Thursday, January 29, 2009
From IndustryDrivel, my new blog on music marketing.
It’s a frosty night in Williamsburg a few weeks ago, and I am getting squished. If there is any place on the planet where people would flock to see vaguely twee indie pop from Cardiff, Wales in subzero climate, it would be Brooklyn’s nexus of hipsterdom. But I type such a sentiment lovingly – I have similar priorities. The band tonight particularly loveable: Los Campesinos!, who have just released a new album, just a half year since their debut.

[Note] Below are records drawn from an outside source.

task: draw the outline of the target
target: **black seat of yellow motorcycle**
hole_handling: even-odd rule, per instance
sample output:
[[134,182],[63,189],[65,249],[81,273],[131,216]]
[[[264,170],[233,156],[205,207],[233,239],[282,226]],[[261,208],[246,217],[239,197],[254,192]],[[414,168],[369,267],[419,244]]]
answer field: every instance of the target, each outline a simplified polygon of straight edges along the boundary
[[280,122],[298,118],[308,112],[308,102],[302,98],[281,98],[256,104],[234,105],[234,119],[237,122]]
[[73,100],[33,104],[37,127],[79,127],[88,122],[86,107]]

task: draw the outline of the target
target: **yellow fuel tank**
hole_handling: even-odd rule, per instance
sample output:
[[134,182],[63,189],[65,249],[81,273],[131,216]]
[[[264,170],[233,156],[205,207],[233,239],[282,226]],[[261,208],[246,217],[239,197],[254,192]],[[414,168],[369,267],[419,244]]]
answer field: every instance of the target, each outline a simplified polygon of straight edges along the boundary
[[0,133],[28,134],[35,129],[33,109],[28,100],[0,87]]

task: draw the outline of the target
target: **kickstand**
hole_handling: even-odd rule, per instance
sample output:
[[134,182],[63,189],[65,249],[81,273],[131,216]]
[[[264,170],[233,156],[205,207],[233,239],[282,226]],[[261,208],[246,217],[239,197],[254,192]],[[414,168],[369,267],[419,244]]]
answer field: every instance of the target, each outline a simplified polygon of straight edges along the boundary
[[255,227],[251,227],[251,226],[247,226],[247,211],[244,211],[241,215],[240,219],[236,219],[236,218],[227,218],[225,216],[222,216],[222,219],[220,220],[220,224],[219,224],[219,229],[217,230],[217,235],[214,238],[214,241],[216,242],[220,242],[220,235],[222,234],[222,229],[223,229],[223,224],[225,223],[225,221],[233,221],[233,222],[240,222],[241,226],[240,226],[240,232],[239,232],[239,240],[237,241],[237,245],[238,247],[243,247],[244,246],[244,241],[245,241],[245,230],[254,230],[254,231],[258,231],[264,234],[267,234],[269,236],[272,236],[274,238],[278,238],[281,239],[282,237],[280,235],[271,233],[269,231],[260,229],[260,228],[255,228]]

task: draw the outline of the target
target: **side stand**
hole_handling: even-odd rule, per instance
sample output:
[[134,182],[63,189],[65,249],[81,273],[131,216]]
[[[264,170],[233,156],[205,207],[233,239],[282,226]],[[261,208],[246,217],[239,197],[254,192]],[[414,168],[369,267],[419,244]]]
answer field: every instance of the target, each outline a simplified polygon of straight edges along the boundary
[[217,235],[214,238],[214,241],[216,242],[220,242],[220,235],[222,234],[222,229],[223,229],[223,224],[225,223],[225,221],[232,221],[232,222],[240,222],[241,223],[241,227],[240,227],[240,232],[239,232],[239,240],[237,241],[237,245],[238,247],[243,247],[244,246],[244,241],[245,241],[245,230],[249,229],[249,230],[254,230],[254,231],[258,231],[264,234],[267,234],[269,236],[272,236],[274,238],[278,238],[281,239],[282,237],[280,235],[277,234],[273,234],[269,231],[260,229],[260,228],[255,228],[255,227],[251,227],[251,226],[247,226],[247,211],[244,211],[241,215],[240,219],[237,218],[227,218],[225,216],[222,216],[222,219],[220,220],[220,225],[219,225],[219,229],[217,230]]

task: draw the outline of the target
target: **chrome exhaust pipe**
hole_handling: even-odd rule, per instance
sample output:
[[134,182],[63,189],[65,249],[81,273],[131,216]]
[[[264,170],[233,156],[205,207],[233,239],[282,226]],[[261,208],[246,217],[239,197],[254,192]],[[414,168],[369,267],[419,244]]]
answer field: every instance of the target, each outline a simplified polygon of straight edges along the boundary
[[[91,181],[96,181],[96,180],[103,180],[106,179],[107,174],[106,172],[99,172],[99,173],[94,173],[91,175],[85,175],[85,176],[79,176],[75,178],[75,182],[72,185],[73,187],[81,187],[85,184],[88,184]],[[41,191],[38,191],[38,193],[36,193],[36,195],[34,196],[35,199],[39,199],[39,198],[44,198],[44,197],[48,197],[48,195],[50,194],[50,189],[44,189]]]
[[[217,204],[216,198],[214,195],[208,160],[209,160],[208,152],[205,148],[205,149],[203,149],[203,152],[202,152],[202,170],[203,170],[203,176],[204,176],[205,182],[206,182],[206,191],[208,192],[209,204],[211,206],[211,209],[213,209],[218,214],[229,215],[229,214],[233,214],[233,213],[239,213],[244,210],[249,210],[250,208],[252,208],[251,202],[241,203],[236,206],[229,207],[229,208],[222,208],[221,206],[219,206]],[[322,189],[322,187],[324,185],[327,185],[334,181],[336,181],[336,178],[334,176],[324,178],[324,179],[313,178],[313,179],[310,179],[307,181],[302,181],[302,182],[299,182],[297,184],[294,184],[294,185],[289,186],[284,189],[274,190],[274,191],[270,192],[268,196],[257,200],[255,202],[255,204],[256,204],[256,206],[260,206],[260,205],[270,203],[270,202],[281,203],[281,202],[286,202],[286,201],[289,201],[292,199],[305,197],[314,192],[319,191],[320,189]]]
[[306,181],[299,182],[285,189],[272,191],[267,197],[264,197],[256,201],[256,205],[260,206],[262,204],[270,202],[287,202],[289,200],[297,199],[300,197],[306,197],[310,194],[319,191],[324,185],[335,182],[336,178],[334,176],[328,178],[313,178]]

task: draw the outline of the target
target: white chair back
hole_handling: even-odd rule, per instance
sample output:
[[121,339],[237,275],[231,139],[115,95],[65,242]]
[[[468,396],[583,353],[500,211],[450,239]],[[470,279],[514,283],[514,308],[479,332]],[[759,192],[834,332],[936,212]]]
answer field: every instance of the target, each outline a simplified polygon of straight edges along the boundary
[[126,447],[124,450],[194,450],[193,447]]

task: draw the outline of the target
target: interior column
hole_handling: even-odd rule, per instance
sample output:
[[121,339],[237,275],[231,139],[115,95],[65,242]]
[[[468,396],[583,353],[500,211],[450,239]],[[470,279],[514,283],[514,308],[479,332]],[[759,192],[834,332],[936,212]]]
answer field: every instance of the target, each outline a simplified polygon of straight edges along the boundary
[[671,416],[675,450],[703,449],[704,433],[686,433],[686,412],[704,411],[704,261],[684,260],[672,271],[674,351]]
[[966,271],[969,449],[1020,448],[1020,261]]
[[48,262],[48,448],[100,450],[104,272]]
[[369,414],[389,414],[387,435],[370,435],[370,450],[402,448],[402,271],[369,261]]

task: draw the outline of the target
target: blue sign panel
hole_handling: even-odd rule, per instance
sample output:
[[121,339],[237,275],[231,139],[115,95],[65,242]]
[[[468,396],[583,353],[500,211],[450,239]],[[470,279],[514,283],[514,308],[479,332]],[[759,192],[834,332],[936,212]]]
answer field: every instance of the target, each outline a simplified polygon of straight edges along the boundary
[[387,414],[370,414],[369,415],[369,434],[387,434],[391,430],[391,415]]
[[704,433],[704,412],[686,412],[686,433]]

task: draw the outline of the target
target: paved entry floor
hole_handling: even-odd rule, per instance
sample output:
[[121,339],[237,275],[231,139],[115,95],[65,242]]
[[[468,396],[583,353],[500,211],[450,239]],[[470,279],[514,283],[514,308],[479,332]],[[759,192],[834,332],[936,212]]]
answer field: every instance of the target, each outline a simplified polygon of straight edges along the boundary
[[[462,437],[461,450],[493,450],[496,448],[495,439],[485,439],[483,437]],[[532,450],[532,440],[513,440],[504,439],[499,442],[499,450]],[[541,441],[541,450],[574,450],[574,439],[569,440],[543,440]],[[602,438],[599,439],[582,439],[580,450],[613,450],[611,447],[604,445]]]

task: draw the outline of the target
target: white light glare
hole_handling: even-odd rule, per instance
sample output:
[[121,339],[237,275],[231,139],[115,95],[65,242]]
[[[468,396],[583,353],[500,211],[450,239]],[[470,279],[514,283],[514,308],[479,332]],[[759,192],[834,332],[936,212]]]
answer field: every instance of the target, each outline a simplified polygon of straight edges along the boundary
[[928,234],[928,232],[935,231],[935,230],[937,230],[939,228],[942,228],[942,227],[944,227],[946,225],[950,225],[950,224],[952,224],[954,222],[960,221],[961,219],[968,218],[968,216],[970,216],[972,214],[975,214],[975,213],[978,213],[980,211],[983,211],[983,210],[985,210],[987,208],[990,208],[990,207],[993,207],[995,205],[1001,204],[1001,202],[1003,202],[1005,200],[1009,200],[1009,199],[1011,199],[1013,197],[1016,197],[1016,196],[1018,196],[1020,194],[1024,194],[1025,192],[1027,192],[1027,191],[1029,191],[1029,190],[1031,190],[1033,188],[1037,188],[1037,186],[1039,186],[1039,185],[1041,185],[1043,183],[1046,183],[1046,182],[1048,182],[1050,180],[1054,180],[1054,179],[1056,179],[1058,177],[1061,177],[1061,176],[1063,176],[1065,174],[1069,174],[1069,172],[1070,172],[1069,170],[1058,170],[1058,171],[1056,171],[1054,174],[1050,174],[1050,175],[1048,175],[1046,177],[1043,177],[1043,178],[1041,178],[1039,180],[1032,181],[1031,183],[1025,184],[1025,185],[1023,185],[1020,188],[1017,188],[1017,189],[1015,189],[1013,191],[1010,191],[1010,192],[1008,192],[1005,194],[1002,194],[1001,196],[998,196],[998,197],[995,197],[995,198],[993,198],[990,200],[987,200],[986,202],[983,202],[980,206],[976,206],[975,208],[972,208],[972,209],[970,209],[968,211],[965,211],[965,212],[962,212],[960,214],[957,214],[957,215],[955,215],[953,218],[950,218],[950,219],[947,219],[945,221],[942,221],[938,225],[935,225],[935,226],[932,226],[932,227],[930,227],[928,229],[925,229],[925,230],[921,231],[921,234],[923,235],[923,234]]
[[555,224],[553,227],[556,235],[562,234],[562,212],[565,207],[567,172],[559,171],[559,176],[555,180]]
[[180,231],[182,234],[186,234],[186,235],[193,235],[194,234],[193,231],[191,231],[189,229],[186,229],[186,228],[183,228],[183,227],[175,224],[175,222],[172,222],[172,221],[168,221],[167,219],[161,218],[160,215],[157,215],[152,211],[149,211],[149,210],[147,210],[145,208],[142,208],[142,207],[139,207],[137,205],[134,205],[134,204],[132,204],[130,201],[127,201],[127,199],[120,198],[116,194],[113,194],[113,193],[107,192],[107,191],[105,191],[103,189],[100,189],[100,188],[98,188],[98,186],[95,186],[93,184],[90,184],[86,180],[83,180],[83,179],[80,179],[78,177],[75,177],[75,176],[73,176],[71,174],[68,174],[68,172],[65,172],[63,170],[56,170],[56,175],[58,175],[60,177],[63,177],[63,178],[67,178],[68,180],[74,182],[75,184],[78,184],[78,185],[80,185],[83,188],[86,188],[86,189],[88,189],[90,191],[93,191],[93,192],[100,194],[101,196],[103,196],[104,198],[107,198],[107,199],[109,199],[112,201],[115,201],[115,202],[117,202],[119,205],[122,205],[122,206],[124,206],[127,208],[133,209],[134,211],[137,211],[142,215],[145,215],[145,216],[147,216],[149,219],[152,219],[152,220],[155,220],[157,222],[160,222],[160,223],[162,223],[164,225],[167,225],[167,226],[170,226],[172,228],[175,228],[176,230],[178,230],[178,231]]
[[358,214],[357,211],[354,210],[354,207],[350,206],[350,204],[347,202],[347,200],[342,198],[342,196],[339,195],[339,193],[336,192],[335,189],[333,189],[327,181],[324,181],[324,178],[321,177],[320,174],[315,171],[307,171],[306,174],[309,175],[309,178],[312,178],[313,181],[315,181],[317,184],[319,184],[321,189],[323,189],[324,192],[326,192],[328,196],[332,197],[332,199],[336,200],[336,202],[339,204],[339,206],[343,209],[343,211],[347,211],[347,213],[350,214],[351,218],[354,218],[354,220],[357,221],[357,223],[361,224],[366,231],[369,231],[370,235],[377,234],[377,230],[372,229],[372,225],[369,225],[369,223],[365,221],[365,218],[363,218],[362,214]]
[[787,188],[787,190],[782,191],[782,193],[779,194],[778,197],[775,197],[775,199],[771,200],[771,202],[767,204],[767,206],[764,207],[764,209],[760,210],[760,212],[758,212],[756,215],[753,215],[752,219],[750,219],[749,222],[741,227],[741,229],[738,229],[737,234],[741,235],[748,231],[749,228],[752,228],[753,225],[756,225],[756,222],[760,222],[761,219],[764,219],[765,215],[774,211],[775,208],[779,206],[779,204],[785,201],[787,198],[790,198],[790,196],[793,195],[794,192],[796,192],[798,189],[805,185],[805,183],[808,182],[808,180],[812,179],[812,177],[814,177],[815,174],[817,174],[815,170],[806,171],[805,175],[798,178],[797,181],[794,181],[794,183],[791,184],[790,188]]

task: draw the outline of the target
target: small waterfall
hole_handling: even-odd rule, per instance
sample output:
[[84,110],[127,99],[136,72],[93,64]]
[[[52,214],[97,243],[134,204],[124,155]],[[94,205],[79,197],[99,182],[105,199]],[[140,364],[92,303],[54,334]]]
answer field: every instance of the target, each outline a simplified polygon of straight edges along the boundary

It’s my first show in about a month, and while the wait makes my ankles ache, the payoff is just as visceral and satisfying as ever.
Live in-store performances have always been a happy medium between the full blown shows and listening to a band on your iPod. They're also fantastic marketing tools - free admission virtually guarantees a packed room in the densely attentive NYC, as well as other big markets. A live performance by a band might just induce that reluctant fan to fork over the $14.99 for the actual album, and no bootleg can truly replace live music.
Unfortunately, it will to be one of the last events in Sound Fix, adding to the venue body count. While the record store mainstay will be hanging on, the performance area portion, which features a bar and small stage, is closing in February, according to brooklynvegan. Follow the paper trail, apparently the performance area has been in trouble since last April, as reported by Brownstoner. The culprit appears to be noise complaints from neighbors.
Tonight, I’m probably off to Studio B, another troubled Brooklyn venue that’s had its fair share of noise complaints, for the Norwegian DJ Lindstrøm. The club has recently reversed its strict 21+ policy, and shows through April are 19+. The mantra has always been that alcohol sales fuel a venue, so this is a bit of an interesting (though personally gratifying) change – perhaps they think underage people will be quieter?